In this case, Rambin borrowed the motorcycle without knowing that it had been stolen from Hertzog and without any “unlawful intent,” the appellate court observed. Because Rambin did not violate the Penal Code in borrowing the motorcycle, MCL 500.3113(a) does not bar his claims, the panel said.
The court added, “We note that, in and of itself, our finding that plaintiff should not be denied PIP benefits under the MCL 500.3113(a) exclusion is not dispositive of whether plaintiff is entitled to PIP benefits, or from whom. Those issues remain to be addressed in the trial court. Accordingly, we remand for further proceedings consistent with this opinion.”

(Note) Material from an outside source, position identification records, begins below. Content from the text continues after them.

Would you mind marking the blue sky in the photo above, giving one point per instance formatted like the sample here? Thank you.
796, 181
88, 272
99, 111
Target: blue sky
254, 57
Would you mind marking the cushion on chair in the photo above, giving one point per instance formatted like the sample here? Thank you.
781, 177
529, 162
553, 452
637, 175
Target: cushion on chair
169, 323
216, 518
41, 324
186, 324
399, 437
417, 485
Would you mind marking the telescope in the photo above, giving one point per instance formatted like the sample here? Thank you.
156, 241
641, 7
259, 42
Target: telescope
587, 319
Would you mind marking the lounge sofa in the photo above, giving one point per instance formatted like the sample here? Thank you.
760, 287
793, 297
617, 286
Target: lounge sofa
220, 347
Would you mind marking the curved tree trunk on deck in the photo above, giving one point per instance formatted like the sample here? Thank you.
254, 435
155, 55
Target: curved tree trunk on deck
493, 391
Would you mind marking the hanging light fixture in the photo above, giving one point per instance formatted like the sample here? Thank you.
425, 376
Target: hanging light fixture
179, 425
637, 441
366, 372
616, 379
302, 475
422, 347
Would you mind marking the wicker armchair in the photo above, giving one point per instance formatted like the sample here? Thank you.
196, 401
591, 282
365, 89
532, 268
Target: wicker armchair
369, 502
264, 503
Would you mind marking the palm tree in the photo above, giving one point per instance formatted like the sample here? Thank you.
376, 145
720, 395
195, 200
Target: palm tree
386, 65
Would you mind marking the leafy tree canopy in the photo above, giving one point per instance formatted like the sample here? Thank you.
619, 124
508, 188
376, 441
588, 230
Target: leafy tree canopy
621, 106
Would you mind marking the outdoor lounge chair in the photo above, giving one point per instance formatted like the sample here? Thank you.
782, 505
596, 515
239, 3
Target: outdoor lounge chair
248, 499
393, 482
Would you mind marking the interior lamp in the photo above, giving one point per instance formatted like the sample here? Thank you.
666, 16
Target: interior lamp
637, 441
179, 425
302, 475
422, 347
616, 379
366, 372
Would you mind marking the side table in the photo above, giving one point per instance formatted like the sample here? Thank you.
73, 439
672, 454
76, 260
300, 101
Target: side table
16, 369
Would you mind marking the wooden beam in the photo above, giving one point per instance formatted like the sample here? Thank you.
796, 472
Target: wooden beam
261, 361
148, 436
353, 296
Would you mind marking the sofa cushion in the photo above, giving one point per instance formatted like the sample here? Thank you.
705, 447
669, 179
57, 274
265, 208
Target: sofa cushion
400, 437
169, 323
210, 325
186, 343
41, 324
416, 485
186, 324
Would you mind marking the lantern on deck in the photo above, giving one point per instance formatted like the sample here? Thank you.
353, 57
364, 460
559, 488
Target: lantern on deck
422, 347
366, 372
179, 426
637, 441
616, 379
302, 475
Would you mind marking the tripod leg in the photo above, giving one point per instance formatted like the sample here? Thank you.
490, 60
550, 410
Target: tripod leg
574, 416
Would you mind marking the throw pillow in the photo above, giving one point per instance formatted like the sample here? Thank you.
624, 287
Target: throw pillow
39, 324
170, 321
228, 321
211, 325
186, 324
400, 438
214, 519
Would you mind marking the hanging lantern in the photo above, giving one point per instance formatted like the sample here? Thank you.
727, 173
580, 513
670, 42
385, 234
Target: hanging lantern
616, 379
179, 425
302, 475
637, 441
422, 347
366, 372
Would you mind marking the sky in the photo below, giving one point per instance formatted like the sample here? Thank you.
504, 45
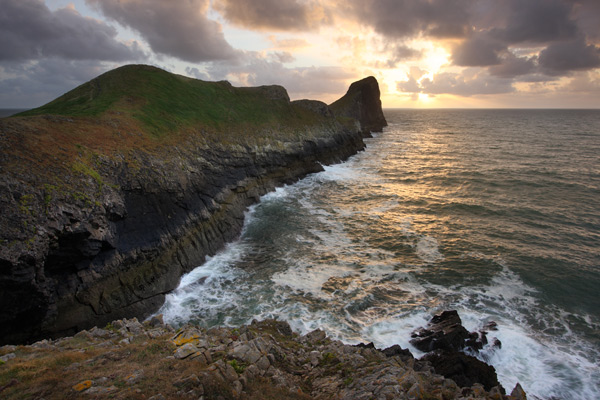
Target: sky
424, 53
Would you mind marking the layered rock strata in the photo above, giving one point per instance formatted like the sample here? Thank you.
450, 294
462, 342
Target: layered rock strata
120, 237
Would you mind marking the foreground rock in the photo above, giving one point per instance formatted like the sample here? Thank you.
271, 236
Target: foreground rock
128, 359
100, 216
444, 339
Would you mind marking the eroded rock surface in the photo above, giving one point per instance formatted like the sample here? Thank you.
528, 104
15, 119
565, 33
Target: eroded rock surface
262, 360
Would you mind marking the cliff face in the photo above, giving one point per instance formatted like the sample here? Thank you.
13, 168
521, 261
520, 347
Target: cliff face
99, 219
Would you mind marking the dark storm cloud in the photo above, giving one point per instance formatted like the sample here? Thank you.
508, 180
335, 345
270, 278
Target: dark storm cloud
175, 28
29, 30
311, 82
569, 56
282, 15
32, 84
478, 51
450, 83
538, 21
407, 18
512, 66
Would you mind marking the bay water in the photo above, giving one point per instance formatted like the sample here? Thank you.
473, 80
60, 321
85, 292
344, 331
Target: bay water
494, 213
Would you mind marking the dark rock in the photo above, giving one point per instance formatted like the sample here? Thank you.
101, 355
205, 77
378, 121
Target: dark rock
365, 345
443, 332
490, 326
518, 393
362, 102
396, 350
83, 257
314, 105
463, 369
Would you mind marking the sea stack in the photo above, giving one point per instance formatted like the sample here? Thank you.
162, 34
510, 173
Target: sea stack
362, 102
111, 192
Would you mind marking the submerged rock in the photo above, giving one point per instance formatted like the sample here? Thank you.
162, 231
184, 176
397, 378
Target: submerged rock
463, 369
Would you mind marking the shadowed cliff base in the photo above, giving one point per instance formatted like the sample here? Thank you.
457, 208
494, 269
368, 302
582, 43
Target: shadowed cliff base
114, 190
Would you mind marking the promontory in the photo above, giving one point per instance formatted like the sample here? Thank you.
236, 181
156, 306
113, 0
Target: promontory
111, 192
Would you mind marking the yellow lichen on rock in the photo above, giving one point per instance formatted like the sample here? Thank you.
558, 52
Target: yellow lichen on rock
81, 386
186, 336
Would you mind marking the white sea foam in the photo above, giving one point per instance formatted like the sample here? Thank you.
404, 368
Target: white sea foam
427, 249
373, 294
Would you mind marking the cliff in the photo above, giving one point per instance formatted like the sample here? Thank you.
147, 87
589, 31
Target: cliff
362, 102
114, 190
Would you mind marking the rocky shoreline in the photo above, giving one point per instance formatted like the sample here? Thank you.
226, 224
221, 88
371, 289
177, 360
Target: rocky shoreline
263, 360
98, 236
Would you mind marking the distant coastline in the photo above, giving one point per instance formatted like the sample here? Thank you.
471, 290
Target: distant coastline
7, 112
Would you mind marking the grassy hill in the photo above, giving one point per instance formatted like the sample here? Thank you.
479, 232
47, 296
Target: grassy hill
163, 103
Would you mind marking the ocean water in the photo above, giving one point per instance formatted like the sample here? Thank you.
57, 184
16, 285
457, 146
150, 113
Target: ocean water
495, 213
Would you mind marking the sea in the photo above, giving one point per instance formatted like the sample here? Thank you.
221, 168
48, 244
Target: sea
494, 213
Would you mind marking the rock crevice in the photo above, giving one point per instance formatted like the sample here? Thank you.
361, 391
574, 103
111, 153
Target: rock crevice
125, 231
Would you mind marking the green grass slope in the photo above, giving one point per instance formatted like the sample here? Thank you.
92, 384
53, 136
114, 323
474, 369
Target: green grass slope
163, 102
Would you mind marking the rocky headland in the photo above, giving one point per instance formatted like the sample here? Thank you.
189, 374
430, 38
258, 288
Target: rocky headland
111, 192
114, 190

Allstate and Titan appealed to the Michigan Supreme Court; in an order dated May 1, 2013, the Supreme Court ordered oral argument to be scheduled on whether to grant the application or take other action. The Court directed, “the parties shall address whether the plaintiff took the motorcycle on which he was injured ‘unlawfully’ within the meaning of MCL 500.3113(a), and specifically, whether ‘taken unlawfully’ under MCL 500.3113(a) requires the ‘person . . . using [the] motor vehicle or motorcycle’ to know that such use has not been authorized by the vehicle or motorcycle owner, see MCL 750.414; People v Laur, 128 Mich App 453 (1983), and, if so, whether the Court of Appeals erred in concluding that plaintiff lacked such knowledge as a matter of law given the circumstantial evidence presented in this case.”